Démonstration de force en 1939
Quelques semaines avant le déclenchement du Second conflit mondial du XXème siècle, un grand défilé se tient sur les Champs-Élysées, véritable démonstration de force franco-anglaise, à la mesure de l’inquiétude et de la résignation du moment. Pour la première fois, peut-être, comme le rapporte Le Figaro, le 14 juillet a été le thème de tous les journaux outre-Manche. Le Times écrit ainsi: «Si la force cherche à dominer l'Europe, France et Angleterre seront prêtes à défendre par la force leur idéal de liberté».

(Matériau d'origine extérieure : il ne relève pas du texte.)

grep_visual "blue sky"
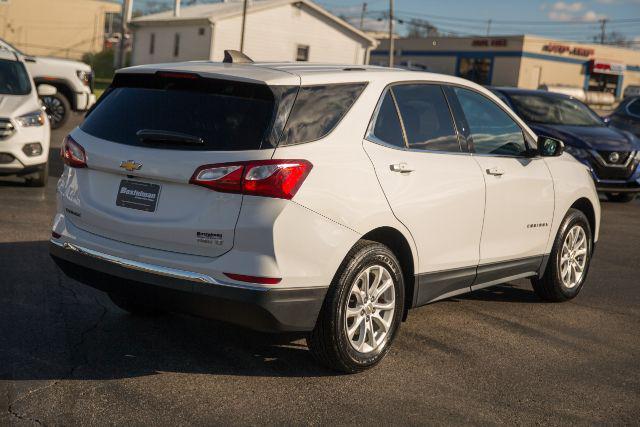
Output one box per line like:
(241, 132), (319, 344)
(317, 0), (640, 42)
(133, 0), (640, 44)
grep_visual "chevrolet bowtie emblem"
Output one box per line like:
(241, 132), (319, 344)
(120, 160), (142, 172)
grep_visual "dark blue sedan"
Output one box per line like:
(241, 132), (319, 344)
(492, 88), (640, 202)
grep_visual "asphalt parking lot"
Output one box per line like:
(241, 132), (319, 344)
(0, 117), (640, 425)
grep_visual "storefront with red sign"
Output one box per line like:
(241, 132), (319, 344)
(371, 35), (640, 98)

«Cette année, la revue du 14 juillet fut celle de la plus grande France. Tour à tour, on vit passer, avec leurs chéchias, leurs burnous, leurs casques coloniaux, leur nouvel uniforme couleur de lion, à pied, à cheval, des tirailleurs tunisiens, marocains, algériens, des Sénégalais, des Malgaches, des Indochinois... Et comment oublier jamais cette majesté de la légion étrangère, s'avançant, toute auréolée de sa légende, dans un hymne», écrit encore Le Figaro.
Le président Albert Lebrun délivre, à l’occasion de ce défilé, un émouvant discours : «Puisse cette grande évocation nous donner la ferme volonté de défendre la patrie de toutes nos forces, de maintenir et de transmettre à nos enfants la liberté et l'égalité, de demeurer enfin étroitement et fraternellement unis dans la grande communauté libre, généreuse et forte... Unissons-nous en ce jour pour souhaiter un heureux avenir à tous les hommes de bonne volonté».
1945, l’armée française à la Bastille
Après la guerre, et alors qu’aucune parade n’a eu lieu sous l’occupation si ce n’est par les troupes des Français libres à Londres, un nouveau défilé de la victoire se tient à Paris. Si les militaires descendent les Champs-Élysées, la tribune des officiels se situe place de la Bastille. La parade militaire retrouve ensuite dans les années qui suivent les Champs-Élysées.
Changement de parcours jusqu’en 1980
Mais vers la fin des Trente Glorieuses, le défilé du 14-Juillet n’est plus fixé à un endroit en particulier. Il change même régulièrement dans la capitale, surtout sous la présidence de Valéry Giscard d'Estaing. En 1974, le défilé emprunte un parcours de la place de Bastille à la place de la République. En 1976, il se tient sur le cours de Vincennes, en 1976, sur les Champs-Élysées et en 1977 devant l’École militaire dans le 7ème arrondissement.
Ce n’est qu’à partir de 1980 que le défilé du 14-Juillet retrouve l’avenue des Champs-Élysées. La parade est revenue chaque année depuis sur la célèbre avenue. En 2020, seule exception, le défilé ne s’y est pas tenu car il a été annulé en raison de la pandémie de Covid.